OCBC added 514 employees to its ranks in the year to end-March, a hiring drive that was partly fuelled by extra headcount in private banking, according to its first quarter financial results. While the recruitment – which takes OCBC’s staff numbers to 29,958 – was eclipsed by rivals DBS and UOB, it is still significant in the context of a tight labour market in Singapore.

Where are all these new OCBC banking jobs? The firm’s report doesn’t break this down, but it provides some hints. OCBC has added employees to its private banking offshoot, Bank of Singapore (BoS). Overall wealth management operating expenses (which include BoS) rose 6% year on year to S$1.1bn in Q1, partly due to “higher staff costs”.

Hiring new relationship managers (who bring new client assets with them) helped improve net new money inflows at BoS and drove assets under management to a new high of US$108bn from US$102bn a year previously.
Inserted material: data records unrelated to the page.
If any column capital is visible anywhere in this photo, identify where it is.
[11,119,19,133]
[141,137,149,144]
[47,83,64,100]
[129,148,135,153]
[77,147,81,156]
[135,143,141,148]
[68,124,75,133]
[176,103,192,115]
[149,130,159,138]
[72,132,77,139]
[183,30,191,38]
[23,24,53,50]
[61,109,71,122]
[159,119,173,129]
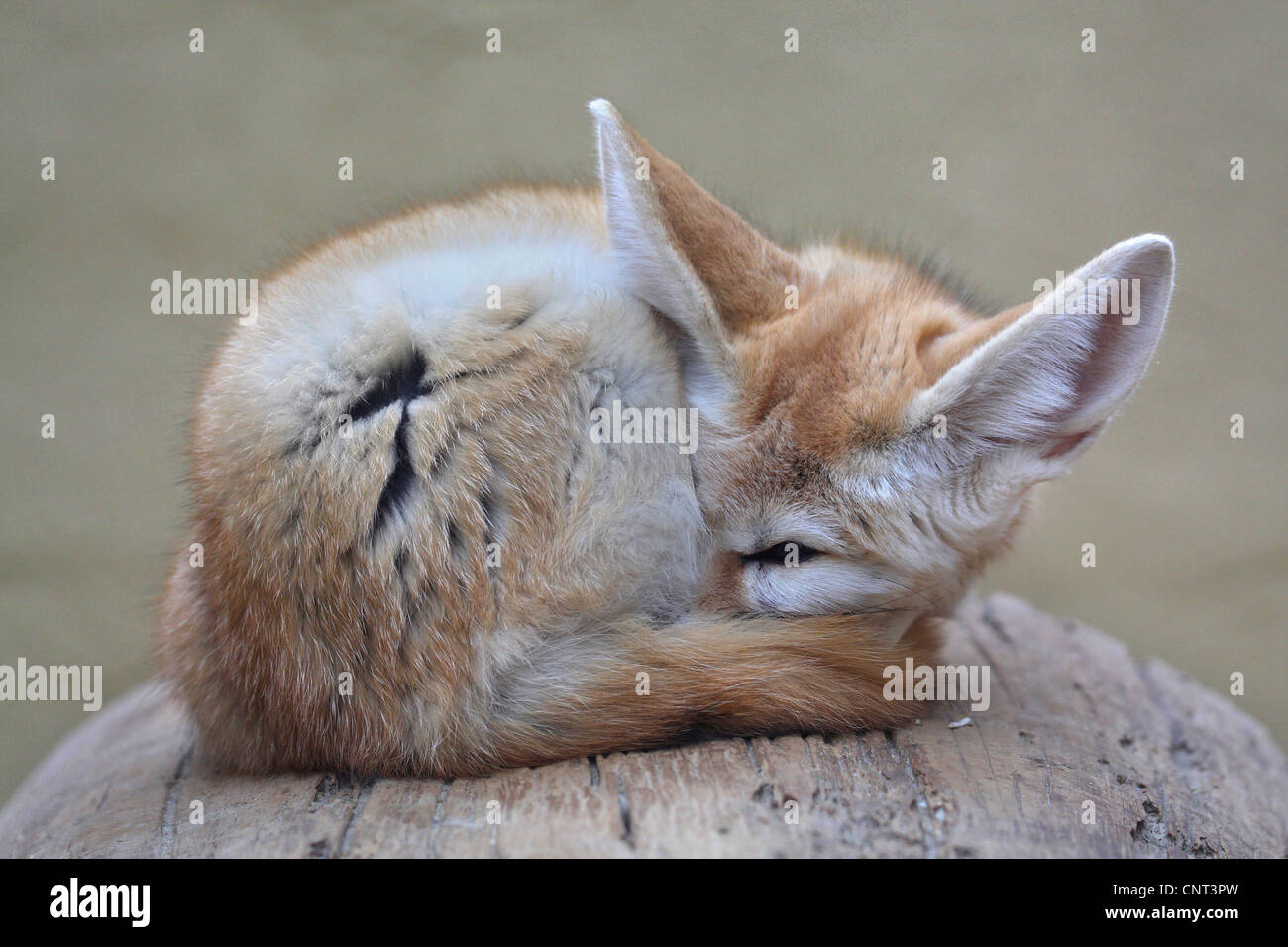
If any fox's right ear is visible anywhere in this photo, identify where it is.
[589,99,799,412]
[911,233,1173,481]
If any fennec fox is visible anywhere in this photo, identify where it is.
[162,100,1172,777]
BoS’s headcount of RMs increase by 20 to reach 450 last year, giving it the fourth highest RM workforce of any private bank in Asia, according to new data from Asian Private Banker. The new hires included bankers for a team set up last year to support external asset managers.

It’s likely that BoS has hired more RMs so far this year because most front-office recruitment happens in Q1 and early Q2, after bonuses are paid. Any new recruits in Q1 have come onboard at an opportune time. Wealth management-related income (which also includes products such as asset management and stockbroking) increased 27% from a year ago to S$921m and represented 34% of the firm’s total income in Q1.

If your job at OCBC is focused on selling investment banking products, however, the Q1 results only serve to highlight the comparative insignificance of your role. Gross fee and commission income from IB products was up year on year, but only amounted to S$25m.

OCBC’s new financial results make no mention of investments in technology, which is surprising given that DBS and UOB’s Q1 reports both highlight rises in tech-related costs. However, recruiters in Singapore say OCBC has been increasing its tech and digital headcount, which partly explains its overall jump in staff numbers. OCBC currently has 80 tech vacancies on its website, including several to support Bank of Singapore. The firm’s Q3 2018 results stated that “technology and digital investments” had “strongly contributed” to its recent business expansion.